Exodus’ Gina Lawrence gets her nose out of her favourite book, The Hobbit, just long enough to live the real thing in fjord Norway …
Tiny cloud-like puffs of fluffy wildflowers, little white cushions scattered on a bed of bright green grass, encircled by a theatrical backdrop of soaring mountains. After a childhood spent reading and re-reading The Hobbit, I had magically been transported into the realm I’d envisaged since the day I’d taken that slim volume off my parent’s bookshelf.
Half expecting to bump into Elrond or Gandalf, we set out each morning into a landscape of mythic, epic proportions. The little details remained soft and delicate – petite wildflowers and sculpted orchards – but the grand sense of scale, the ragged claws of a glacier gouging deep valleys out of the mountainsides and into the salt waters, added a raw, unrestrained power to the landscape. I could almost hear the classical soundtrack to the ‘Lord of the Rings‘ films playing in my head.
Just as in Bilbo did, we began our journeys from a cushioned armchair. Nes Gard lodge was reminiscent of the book’s uneventful opening set in “a hobbit-hole, and that meant comfort.” The cosy C18th farmhouse was built entirely from wood, flooded with light from the windows which overlooked the Lusterfjord just metres from the front door. Candles adorned the tables in the evenings and the three-course dinners would be enough to satisfy the hungriest dwarf army.
Atop a silver-grey crag we paused, eyes thirstily drinking in the mirror-like jade fjord beneath. The water here is so clear you can refill water bottles from any crystalline stream, and even at 1,000metres high overlooking the fjords the undulations of the bed were visible beneath the water. The wind whistles between the lichen-laden crags, whisks the hair away from my cheeks and suddenly I feel much like a very little Hobbit on a very big adventure. The sheer scale of the scenery is enough to make me feel half the size I usually am.
We catch our breath and jokingly we teased our guide – “Is this where the trolls live?”

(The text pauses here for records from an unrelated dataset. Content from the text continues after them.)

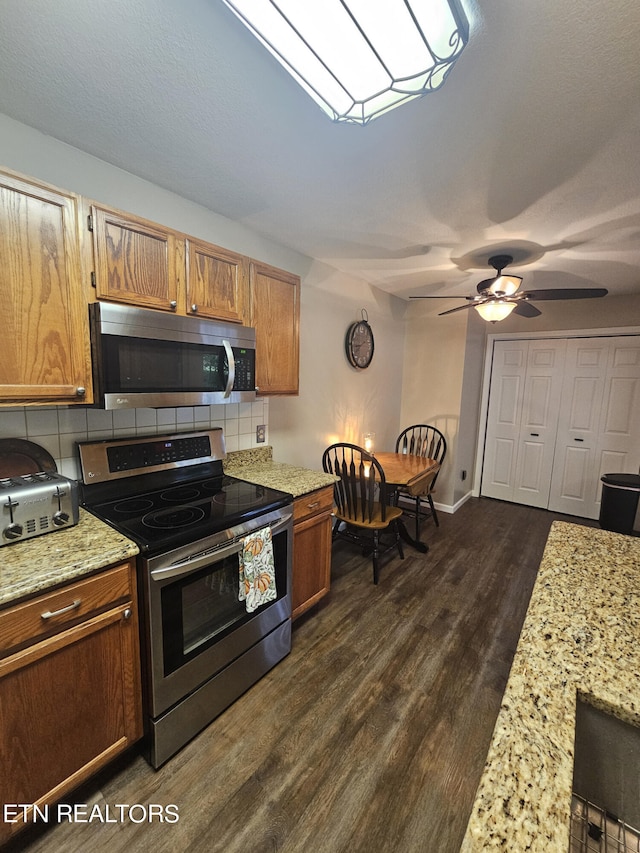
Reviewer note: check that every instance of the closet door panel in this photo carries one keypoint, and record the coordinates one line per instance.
(504, 415)
(538, 424)
(572, 488)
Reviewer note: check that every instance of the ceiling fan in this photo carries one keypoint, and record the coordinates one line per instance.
(498, 296)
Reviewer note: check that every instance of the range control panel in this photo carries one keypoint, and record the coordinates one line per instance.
(102, 461)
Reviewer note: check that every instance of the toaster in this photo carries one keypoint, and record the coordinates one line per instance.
(32, 504)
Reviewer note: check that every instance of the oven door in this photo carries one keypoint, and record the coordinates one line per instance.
(197, 624)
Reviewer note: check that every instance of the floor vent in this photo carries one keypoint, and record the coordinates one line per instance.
(593, 829)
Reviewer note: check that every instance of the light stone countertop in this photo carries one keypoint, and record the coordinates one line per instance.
(46, 561)
(581, 637)
(257, 466)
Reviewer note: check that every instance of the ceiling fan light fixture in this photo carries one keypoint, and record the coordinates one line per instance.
(495, 310)
(359, 59)
(505, 285)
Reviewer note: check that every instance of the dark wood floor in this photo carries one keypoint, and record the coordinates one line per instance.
(372, 734)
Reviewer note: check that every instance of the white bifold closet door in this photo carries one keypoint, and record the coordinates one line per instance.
(598, 423)
(561, 414)
(526, 388)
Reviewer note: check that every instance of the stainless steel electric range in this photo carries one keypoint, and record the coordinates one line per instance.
(201, 647)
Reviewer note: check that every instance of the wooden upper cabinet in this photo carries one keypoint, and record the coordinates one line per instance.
(46, 349)
(135, 260)
(275, 313)
(216, 281)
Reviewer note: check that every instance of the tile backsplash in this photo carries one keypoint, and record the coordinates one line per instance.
(58, 428)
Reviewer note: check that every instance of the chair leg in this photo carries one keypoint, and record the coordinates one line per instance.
(376, 554)
(433, 510)
(396, 528)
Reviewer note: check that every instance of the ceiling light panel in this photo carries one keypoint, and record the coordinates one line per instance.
(358, 58)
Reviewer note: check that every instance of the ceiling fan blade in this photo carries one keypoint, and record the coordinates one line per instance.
(451, 310)
(565, 293)
(526, 309)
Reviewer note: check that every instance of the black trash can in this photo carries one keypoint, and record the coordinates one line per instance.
(620, 494)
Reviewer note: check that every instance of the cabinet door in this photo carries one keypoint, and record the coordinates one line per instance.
(135, 261)
(311, 549)
(45, 355)
(216, 282)
(67, 706)
(275, 313)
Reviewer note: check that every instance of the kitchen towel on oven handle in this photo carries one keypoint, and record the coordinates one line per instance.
(257, 570)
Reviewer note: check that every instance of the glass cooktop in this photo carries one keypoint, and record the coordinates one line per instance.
(173, 514)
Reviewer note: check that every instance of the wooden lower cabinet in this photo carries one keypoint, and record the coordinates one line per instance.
(311, 548)
(70, 702)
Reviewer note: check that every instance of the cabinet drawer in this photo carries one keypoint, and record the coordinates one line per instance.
(52, 612)
(319, 501)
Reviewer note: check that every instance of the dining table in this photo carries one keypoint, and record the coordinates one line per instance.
(413, 473)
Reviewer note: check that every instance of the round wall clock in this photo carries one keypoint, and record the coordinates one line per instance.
(359, 343)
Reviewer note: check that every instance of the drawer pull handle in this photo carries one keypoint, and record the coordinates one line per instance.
(49, 614)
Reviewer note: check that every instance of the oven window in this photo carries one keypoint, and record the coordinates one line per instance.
(201, 608)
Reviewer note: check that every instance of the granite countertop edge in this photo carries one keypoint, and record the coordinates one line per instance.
(257, 466)
(579, 640)
(53, 559)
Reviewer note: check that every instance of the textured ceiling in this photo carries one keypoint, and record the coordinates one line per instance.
(531, 147)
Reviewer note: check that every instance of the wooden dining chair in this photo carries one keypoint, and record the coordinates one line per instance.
(362, 513)
(428, 442)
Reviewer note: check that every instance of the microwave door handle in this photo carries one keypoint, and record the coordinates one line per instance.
(232, 368)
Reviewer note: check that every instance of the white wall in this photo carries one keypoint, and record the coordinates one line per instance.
(338, 402)
(434, 360)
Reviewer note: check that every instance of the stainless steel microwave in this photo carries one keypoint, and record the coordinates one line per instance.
(151, 359)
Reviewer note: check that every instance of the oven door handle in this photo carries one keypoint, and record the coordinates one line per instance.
(189, 566)
(232, 368)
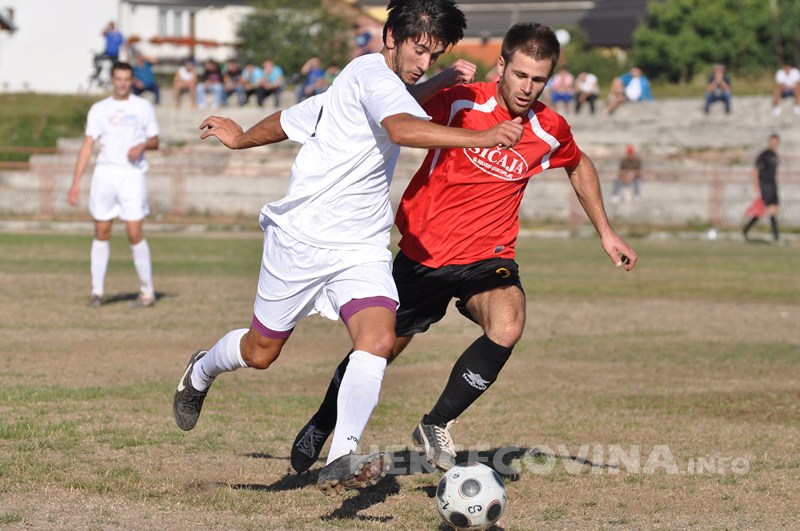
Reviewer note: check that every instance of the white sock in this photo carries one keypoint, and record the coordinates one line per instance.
(358, 396)
(225, 356)
(141, 261)
(101, 250)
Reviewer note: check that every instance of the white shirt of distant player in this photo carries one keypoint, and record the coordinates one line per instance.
(787, 79)
(338, 197)
(119, 125)
(588, 84)
(633, 91)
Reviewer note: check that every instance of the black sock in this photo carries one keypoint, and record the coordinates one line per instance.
(749, 225)
(325, 417)
(773, 221)
(473, 373)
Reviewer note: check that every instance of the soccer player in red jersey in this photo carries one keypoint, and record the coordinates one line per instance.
(459, 220)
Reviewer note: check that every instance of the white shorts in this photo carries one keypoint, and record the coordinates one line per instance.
(298, 280)
(117, 193)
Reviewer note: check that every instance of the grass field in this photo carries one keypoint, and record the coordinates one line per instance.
(664, 398)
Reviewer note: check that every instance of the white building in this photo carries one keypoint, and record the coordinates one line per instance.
(51, 44)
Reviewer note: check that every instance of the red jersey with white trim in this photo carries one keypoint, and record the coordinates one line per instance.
(463, 204)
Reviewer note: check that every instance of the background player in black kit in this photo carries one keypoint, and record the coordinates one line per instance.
(766, 186)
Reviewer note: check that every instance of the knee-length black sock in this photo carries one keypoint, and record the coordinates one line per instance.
(325, 417)
(473, 373)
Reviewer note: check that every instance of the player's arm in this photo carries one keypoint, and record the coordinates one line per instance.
(267, 131)
(459, 72)
(84, 154)
(406, 130)
(587, 187)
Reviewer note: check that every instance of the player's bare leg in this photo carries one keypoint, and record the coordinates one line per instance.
(501, 314)
(101, 250)
(237, 349)
(372, 330)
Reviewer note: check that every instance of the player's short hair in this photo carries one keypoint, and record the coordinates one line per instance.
(440, 20)
(121, 65)
(535, 40)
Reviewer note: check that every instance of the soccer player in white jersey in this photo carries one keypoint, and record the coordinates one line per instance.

He turned to us, dead-pan, and without skipping a beat he replied in all seriousness, “No. The trolls live in Jotunheim.”
It was moments like this that it became clear that in a previous life Asbjorn had been a teacher. We all hovered, slightly unsure whether he was making fun of us.
“Jotunheim,” he continued, “Means the home of the trolls. Jotun, troll, heim, home. They live only in the high mountains.” In Norse mythology, all giant trolls live in one of Nine Worlds – Jotenheim being one of these worlds. Absjorn’s eyes light up as he enthuses about the National Park. From the top of one peak, he tells us, you look down upon two lakes – one blue freshwater, the other green fjord waters, staring from the ground like heterochromic eyes. “It is very strange, very beautiful.” He assures us. “You will see tomorrow!”
The real question of course, is whether we’ll see any trolls. “Oh no.” Asbjorns scoffs at us asking such foolish questions. “They will be asleep, of course!”